Vanadium metal complexes' inhibition studies on enzyme PTP‐1B and antidiabetic activity studies on Wistar rats

Evidence from biochemical, genetic, and pharmacological studies strongly suggest that inhibition of protein tyrosine phosphatase‐1B (PTP‐1B) enzyme could address both diabetes and obesity and thus making PTP‐1B as an exciting target for drug development.
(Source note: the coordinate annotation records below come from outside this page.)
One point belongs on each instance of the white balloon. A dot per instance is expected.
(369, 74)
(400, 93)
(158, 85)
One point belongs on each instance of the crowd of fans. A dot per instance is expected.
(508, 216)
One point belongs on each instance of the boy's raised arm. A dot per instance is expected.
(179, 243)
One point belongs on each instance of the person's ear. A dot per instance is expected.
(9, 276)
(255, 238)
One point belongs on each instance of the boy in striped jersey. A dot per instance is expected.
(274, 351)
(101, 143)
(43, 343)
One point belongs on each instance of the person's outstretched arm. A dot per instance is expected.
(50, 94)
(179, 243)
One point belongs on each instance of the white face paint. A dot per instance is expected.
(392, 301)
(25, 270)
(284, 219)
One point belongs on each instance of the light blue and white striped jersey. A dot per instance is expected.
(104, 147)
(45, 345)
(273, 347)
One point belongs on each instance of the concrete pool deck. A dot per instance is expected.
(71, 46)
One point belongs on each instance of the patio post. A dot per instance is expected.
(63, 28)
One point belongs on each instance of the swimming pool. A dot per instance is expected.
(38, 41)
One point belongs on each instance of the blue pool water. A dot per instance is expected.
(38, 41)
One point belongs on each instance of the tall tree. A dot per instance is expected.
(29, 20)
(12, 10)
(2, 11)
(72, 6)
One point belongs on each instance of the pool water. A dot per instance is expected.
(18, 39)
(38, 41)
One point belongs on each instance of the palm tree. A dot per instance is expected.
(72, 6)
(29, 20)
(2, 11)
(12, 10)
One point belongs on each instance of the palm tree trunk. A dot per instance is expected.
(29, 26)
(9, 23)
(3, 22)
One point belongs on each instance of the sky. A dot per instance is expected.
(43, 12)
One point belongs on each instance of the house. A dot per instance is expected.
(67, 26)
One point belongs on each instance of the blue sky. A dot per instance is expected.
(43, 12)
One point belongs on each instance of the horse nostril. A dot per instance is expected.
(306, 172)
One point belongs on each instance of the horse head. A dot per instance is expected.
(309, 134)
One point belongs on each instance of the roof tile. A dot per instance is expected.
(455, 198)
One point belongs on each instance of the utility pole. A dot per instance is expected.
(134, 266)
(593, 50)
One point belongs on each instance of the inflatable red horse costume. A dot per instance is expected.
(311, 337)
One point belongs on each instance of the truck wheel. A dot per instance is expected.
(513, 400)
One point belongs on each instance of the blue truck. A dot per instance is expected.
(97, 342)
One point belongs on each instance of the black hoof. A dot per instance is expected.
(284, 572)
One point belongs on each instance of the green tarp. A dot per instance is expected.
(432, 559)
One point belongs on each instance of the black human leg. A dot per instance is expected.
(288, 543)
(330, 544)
Although many natural PTP‐1B inhibitors showed promising clinical and potential activity, still there is no clinically used PTP‐1B inhibitor which is most likely due to relatively low activities or lack of selectivity. With this background, we have synthesized and characterized the inhibitors exclusive for PTP‐1B. Vanadium metal complexes were our choice. The purpose of this investigation is twofold: firstly, to evaluate the inhibitory properties of these vanadium metal complexes on enzyme PTP‐1B and secondly, to know the ease with which these metal complexes are being transported by transporting proteins like bovine serum albumin (BSA). To synchronize these results, experiments on induced diabetic Wistar Rats were conducted. Also, we evaluated the PTP‐1B inhibitory effects of these vanadium metal complexes theoretically (molecular modeling) and experimentally (enzyme kinetics) and found that they have excellent inhibitory properties on PTP‐1B. These complexes upon injecting reduced the serum glucose levels to normal range in induced diabetic Wistar rats within 3 days of experiments. The order of glucose reducing properties of these metal complexes from different experiments is found to be the same. Among these complexes, [7‐imi], which is derived from [Bis(1,3‐diphenyl‐1,3propanedione)oxovanadium (IV)] and imidazole as ligands, has shown to be more effective in in vitro and in vivo studies compared with methyl imidazole and ethyl imidazole.